In seiner Funktion als Juryvorsitzender wiederum berichtete Prof. Gebbeken alsdann kurz über die Jurysitzung und betonte noch einmal die hohe Qualität aller 46 Einreichungen. Gleichwohl hätte das Elefantenhaus wegen seiner zahlreichen außergwöhnlichen Herausforderungen und Lösungen sehr schnell als Sieger festgestanden. Es seien jedoch so viele preiswürdige Projekte im Wettbewerb gewesen, dass die Jury sich veranlasst sah, vier von diesen mit einer Auszeichnung zu ehren. Damit sollte auch die Vielfalt der Einreichungen gewürdigt werden.
Herr Wolfram Kübler vom Büro Walt + Galmarini AG nahm gemeinsam mit seinem Team die Preisplakette entgegen und stellte anschließend das Projekt sehr eindrucksvoll vor. Er erläuterte den Weg der Form- und Materialfindung, der letztendlich zur Ausbildung des Daches als aufgelöste Schalenkonstruktion in Brettsperrholz-Bauweise geführt hatte. Außerdem ging er auf die Besonderheiten bei der Bemessung des Bauwerkes ein, für die auch Windkanaltests notwendig gewesen waren.

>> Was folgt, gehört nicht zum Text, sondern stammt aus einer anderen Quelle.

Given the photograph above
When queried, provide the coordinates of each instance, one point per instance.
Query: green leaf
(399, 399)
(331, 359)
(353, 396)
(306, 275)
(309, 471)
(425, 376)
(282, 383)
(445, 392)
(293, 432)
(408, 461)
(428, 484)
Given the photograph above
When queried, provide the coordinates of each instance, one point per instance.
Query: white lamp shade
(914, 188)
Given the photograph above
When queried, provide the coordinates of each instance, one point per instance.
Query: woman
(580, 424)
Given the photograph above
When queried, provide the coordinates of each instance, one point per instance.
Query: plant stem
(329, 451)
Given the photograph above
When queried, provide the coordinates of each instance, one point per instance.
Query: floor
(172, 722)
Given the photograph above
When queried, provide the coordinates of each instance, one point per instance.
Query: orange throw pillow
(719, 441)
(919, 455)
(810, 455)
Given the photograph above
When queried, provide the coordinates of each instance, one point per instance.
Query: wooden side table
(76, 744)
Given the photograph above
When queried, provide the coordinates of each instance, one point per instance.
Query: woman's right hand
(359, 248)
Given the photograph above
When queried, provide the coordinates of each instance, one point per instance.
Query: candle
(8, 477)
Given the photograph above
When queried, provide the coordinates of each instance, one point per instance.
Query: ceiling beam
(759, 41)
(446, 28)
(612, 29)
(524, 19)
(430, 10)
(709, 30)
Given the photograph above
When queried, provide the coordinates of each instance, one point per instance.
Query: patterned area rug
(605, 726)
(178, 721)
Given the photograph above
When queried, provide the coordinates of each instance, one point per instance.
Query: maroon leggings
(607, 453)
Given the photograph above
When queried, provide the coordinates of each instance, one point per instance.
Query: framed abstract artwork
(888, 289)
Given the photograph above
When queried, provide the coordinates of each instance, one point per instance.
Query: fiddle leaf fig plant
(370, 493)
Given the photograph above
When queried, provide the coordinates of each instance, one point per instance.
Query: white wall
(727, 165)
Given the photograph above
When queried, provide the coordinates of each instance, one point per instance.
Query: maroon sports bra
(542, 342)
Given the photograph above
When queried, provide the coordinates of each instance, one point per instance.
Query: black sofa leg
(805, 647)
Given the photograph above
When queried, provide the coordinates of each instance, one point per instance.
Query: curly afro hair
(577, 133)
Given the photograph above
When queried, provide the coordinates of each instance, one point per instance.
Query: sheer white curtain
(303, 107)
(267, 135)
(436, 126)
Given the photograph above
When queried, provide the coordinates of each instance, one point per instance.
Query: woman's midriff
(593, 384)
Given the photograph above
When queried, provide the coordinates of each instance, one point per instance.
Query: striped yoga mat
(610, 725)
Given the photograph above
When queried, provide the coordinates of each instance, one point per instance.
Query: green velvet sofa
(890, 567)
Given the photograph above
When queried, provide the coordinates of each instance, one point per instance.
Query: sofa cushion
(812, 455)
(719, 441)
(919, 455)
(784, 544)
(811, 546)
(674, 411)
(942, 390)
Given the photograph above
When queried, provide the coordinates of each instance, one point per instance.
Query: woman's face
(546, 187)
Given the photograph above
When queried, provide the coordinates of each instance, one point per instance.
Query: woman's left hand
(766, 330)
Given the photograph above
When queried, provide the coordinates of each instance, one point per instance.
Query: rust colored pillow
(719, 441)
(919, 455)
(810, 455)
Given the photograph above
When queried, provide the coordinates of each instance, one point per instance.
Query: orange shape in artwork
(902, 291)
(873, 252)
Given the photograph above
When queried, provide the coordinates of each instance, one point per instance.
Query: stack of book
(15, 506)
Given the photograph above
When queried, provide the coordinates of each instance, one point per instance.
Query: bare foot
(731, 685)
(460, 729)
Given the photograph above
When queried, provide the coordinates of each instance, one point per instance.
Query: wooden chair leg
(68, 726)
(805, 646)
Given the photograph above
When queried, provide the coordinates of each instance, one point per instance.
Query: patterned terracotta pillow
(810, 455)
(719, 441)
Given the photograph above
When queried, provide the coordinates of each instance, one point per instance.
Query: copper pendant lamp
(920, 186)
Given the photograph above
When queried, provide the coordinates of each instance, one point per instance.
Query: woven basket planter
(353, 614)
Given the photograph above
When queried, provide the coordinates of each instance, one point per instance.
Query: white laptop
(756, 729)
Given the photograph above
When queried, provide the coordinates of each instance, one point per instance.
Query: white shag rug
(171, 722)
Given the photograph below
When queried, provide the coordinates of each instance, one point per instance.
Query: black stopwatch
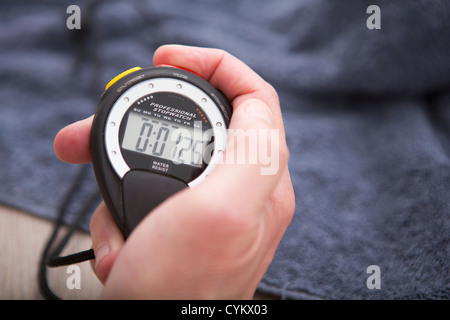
(156, 131)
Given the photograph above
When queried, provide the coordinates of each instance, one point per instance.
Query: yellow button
(120, 76)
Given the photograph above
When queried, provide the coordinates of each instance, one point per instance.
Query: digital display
(164, 139)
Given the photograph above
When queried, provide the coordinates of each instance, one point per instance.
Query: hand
(214, 241)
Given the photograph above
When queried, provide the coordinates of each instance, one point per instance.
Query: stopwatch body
(156, 131)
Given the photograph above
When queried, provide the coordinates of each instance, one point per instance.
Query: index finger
(225, 72)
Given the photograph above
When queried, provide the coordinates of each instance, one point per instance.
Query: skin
(214, 241)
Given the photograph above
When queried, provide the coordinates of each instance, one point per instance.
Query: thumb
(254, 158)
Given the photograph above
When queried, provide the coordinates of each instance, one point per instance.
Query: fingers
(71, 144)
(107, 241)
(225, 72)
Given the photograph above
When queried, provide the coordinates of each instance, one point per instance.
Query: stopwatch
(156, 131)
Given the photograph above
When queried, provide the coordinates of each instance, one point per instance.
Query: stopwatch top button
(121, 75)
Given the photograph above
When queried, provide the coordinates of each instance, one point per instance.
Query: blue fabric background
(367, 115)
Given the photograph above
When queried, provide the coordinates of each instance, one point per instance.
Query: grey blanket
(367, 115)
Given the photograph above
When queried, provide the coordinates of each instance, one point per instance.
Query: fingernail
(256, 108)
(101, 252)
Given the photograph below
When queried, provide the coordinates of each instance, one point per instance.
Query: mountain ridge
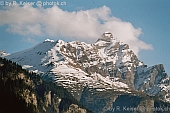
(105, 65)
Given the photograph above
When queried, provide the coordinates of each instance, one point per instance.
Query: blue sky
(143, 24)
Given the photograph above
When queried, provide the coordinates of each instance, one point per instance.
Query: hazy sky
(143, 24)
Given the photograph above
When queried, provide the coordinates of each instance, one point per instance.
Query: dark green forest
(12, 87)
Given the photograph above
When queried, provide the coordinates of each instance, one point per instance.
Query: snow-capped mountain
(105, 65)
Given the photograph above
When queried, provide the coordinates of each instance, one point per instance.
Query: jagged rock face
(106, 64)
(24, 92)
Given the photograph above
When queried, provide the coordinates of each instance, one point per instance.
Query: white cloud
(29, 40)
(82, 25)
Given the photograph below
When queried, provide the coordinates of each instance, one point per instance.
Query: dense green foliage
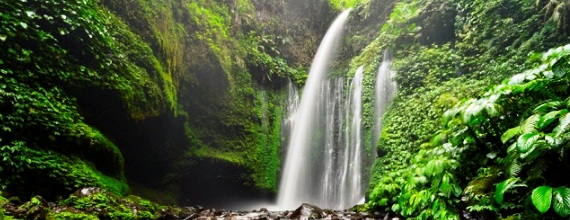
(97, 204)
(86, 88)
(444, 52)
(51, 57)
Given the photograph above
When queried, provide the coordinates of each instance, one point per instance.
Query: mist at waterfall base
(323, 132)
(325, 161)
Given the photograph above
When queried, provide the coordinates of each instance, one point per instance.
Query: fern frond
(509, 134)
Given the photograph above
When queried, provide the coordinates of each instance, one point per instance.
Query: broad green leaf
(502, 187)
(509, 134)
(561, 201)
(545, 107)
(526, 141)
(514, 168)
(542, 198)
(547, 119)
(530, 124)
(563, 126)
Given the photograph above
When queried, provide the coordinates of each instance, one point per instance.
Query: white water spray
(386, 88)
(296, 181)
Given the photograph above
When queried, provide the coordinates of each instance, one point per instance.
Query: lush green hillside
(444, 53)
(140, 96)
(144, 93)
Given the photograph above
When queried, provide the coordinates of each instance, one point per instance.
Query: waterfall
(385, 91)
(351, 188)
(299, 179)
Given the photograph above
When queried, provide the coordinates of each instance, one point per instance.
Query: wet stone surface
(305, 211)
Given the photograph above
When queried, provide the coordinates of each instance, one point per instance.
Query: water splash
(386, 88)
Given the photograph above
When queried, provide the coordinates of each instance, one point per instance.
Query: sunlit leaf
(502, 187)
(509, 134)
(561, 201)
(526, 141)
(542, 198)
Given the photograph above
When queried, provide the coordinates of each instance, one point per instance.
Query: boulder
(308, 211)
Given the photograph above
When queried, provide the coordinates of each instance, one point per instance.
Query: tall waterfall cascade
(386, 88)
(299, 182)
(325, 156)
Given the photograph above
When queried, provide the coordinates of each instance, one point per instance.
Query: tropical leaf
(509, 134)
(537, 170)
(526, 141)
(561, 201)
(542, 198)
(502, 187)
(548, 118)
(530, 123)
(548, 106)
(514, 168)
(563, 126)
(535, 85)
(535, 151)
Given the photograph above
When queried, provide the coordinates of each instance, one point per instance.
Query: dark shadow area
(216, 184)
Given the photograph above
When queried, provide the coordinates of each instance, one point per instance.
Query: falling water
(351, 188)
(297, 181)
(385, 90)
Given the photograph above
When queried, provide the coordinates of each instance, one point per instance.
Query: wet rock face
(98, 203)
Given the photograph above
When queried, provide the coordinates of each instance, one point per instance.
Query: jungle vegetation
(479, 127)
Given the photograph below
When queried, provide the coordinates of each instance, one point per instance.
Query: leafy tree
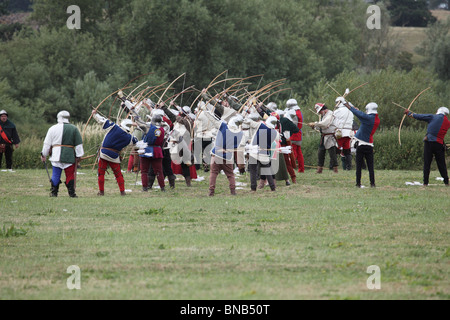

Nach einer Kaffeepause wurden die vier Auszeichnungen zum Ingenieurbaupreis übergeben und die Projekte wurden von den jeweiligen Beteiligten kurz vorgestellt. Auszeichnungen erhielten:
- Wolfgang Schiel, schlaich bergermann und partner, für das Ultimate Trough Test Loop (Parabolrinnenkollektoren zur solaren Stromerzeugung) Kalifornien (USA);
- Dr.-Ing. Marc Raithel, Kempfert + Partner Geotechnik, für die Baugruben zur Erweiterung des Rheinkraftwerks Iffezheim;
- Thomas Fackler, schlaich bergermann und partner, für die Eisenbahnüberführung Grubentalbrücke bei Erfurt sowie
- Uwe Heiland, Thomas Stihl und Martin Seidel, Eiffel Deutschland Stahltechnologie GmbH, für die Sanierung und Instandsetzung der Saarbrücke Mettlach.
Alles, was zählt
In seiner Festrede mit dem Titel „Nicht alles, was zählt, ist zählbar und nicht alles, was zählbar ist, zählt“ warf Herr Dr. Hans-Peter Andrä (Leonhardt, Andrä und Partner) einen kritischen Blick auf die aktuelle Baupraxis. Er bemängelte unter anderem die häufige Vergabe an den vermeintlich Billigsten, die Fragmentierung von Bauleistungen sowie die Dominanz der Juristen. Des Weiteren wandte sich Andrä gegen eine Kultur des Claim Managements, in der es in erster Linie um Nachträge und Behinderungsanzeigen ginge und nicht um ein möglichst qualitätvolles Bauwerk. Ausschreibungsunterlagen seien heute eine „Aufforderung zum gegenseitigen Betrug“. Folglich rief Andrä zu mehr Kooperation und Vertrauen im Bauwesen auf.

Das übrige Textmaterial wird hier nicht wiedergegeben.